A PRAGMATIC APPROACH
What therefore is a sensible approach to inhaled corticosteroids in childhood? The recent British guideline on the management of asthma advocates starting inhaled corticosteroids at a dose appropriate to the disease severity.32 For the vast majority of children this will be at a BDP equivalent dose of 200 μg/day, where side effects are extremely unlikely. All children receiving 400 μg/day or more should have their height measured every six months, preferably by the same person using the same equipment.
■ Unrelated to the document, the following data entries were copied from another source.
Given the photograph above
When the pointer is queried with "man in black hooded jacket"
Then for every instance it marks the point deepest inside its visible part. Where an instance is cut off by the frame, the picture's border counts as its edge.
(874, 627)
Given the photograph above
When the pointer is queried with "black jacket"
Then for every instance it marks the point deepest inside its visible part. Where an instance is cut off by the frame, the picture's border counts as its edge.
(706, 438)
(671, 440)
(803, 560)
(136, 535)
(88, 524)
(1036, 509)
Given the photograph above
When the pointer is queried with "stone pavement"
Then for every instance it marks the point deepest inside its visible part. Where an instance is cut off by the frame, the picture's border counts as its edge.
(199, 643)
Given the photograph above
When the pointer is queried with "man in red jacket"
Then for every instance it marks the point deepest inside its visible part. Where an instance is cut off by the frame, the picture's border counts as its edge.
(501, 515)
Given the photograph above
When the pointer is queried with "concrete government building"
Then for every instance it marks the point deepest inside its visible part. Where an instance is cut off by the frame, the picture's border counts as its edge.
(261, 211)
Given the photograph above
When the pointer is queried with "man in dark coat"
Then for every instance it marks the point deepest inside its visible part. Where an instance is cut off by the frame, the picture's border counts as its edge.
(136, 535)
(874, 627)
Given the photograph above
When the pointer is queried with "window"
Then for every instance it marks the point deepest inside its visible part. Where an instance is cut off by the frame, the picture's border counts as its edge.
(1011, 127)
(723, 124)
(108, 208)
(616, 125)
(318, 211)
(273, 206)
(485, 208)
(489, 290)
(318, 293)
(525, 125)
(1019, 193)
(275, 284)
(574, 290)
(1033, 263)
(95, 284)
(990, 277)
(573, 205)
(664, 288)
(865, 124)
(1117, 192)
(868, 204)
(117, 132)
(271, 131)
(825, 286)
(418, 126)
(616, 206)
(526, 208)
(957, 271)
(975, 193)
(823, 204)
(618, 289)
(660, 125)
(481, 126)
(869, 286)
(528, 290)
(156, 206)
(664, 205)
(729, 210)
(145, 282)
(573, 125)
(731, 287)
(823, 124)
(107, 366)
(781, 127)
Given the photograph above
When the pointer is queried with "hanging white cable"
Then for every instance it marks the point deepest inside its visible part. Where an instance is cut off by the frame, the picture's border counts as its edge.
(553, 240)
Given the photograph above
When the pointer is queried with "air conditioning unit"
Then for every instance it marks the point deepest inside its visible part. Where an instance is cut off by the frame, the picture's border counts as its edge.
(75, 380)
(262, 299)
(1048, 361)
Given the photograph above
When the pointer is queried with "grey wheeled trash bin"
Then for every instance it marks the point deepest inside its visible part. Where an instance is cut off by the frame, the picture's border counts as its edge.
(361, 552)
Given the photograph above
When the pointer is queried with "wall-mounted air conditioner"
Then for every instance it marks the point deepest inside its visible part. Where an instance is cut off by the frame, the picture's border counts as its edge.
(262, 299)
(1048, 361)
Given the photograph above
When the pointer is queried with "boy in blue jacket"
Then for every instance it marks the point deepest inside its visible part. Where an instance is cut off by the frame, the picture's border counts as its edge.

A small short term decrement in height velocity is possible, but more striking and prolonged decreases in height velocity are of greater concern. Recent reports have highlighted significant and often symptomatic adrenal suppression in children receiving high doses of inhaled corticosteroids,33–35 particularly fluticasone propionate. Many of the children had associated growth suppression preceding the demonstration of adrenal suppression.33–35 Although the majority of cases were receiving doses of inhaled corticosteroid well above the licensed recommendations, some appeared to be receiving more conventional doses. Thus it is prudent to recommend that any child who requires more than 400 μg/day BDP equivalent a day to control their asthma should have the diagnosis and treatment reassessed,32 and that any child receiving inhaled corticosteroids with striking or prolonged decrease in height velocity should have an urgent assessment of adrenal function.